Domestic team information
- 1946/47–1956/57: Western Australia

Career statistics
| Competition | First-class |
| Matches | 45 |
| Runs scored | 2,370 |
| Batting average | 32.46 |
| 100s/50s | 3/13 |
| Top score | 105 |
| Balls bowled | 685 |
| Wickets | 14 |
| Bowling average | 24.71 |
| 5 wickets in innings | 0 |
| 10 wickets in match | 0 |
| Best bowling | 4/54 |
| Catches/stumpings | 34/– |
- Source: Cricinfo, 22 March 2017

= Allan Edwards (Australian cricketer) =

Australian cricketer (1921–2019)

Allan Robert Edwards (24 December 1921 – 30 May 2019) was an Australian cricketer. He played 45 first-class matches for Western Australia between 1946 and 1957.

At Christian Brothers' College, Perth, Edwards was a champion schoolboy cricketer, scoring five centuries in consecutive innings in 1940. He served in Borneo during World War II with the British Borneo Civil Affairs Unit, receiving his discharge in 1946.

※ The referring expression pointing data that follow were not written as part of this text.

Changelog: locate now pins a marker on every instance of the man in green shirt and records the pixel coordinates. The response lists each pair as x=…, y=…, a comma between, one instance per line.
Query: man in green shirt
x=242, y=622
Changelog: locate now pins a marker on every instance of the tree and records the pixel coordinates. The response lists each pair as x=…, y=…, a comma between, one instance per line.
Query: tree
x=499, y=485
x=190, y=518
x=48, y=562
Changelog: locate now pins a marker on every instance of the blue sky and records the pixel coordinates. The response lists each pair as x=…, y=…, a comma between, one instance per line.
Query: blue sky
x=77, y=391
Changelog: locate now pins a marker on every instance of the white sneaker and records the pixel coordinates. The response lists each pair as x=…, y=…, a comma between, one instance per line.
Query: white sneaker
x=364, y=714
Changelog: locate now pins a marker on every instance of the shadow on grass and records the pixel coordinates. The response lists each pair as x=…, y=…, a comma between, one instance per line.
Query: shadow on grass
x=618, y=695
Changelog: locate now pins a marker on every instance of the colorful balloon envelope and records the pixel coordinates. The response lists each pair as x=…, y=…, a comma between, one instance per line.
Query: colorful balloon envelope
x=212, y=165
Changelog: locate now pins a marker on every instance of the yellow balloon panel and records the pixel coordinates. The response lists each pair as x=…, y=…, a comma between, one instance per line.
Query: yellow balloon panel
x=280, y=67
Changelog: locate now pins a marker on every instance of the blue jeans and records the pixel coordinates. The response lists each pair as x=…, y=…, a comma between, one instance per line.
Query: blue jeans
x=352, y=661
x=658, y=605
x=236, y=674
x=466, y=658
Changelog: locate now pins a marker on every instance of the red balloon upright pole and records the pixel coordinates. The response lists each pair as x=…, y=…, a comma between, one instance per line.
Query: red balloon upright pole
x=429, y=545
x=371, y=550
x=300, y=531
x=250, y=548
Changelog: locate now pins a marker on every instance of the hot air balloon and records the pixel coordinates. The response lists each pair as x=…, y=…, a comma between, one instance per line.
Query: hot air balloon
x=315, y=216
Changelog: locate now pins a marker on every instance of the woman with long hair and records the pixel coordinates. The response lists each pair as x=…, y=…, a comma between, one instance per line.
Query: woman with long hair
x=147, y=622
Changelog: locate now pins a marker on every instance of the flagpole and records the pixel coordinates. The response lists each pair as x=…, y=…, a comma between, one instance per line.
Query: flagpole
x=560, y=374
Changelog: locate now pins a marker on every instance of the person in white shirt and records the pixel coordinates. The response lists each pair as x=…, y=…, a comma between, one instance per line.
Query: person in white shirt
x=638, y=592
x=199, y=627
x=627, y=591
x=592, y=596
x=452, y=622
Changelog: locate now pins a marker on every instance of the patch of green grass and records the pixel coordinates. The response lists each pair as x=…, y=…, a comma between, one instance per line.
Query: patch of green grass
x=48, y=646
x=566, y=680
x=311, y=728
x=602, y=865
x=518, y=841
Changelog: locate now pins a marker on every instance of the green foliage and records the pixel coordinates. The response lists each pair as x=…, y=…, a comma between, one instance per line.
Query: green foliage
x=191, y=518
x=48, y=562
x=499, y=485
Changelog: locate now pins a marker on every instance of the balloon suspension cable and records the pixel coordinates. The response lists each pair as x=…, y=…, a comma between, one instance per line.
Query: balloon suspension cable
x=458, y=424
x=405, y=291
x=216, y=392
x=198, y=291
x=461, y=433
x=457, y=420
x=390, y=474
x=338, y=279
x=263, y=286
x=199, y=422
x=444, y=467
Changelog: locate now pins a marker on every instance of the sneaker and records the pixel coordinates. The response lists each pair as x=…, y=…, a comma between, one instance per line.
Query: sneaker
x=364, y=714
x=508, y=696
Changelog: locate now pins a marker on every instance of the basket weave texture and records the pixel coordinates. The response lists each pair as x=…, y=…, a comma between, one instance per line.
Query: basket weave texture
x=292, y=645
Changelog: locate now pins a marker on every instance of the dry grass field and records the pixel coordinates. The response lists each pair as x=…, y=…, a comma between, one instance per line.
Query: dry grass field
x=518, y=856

When Western Australia was admitted to the Sheffield Shield in 1947/48 he opened the team's first innings and scored 105 in the second match against Victoria, adding 190 for the second wicket with George Robinson. He was the first batsman to score a century in each innings of a match for Western Australia, which he did against Queensland in 1950/51.

He served on Western Australia's selection panel from 1960/61 to 1987/88, and was chairman from 1967/68 to 1987/88. Western Australia won the Sheffield Shield 10 times during the 21 seasons of his chairmanship. He returned to the panel for one more season in 2001/02.

Edwards died in Perth in May 2019 aged 97.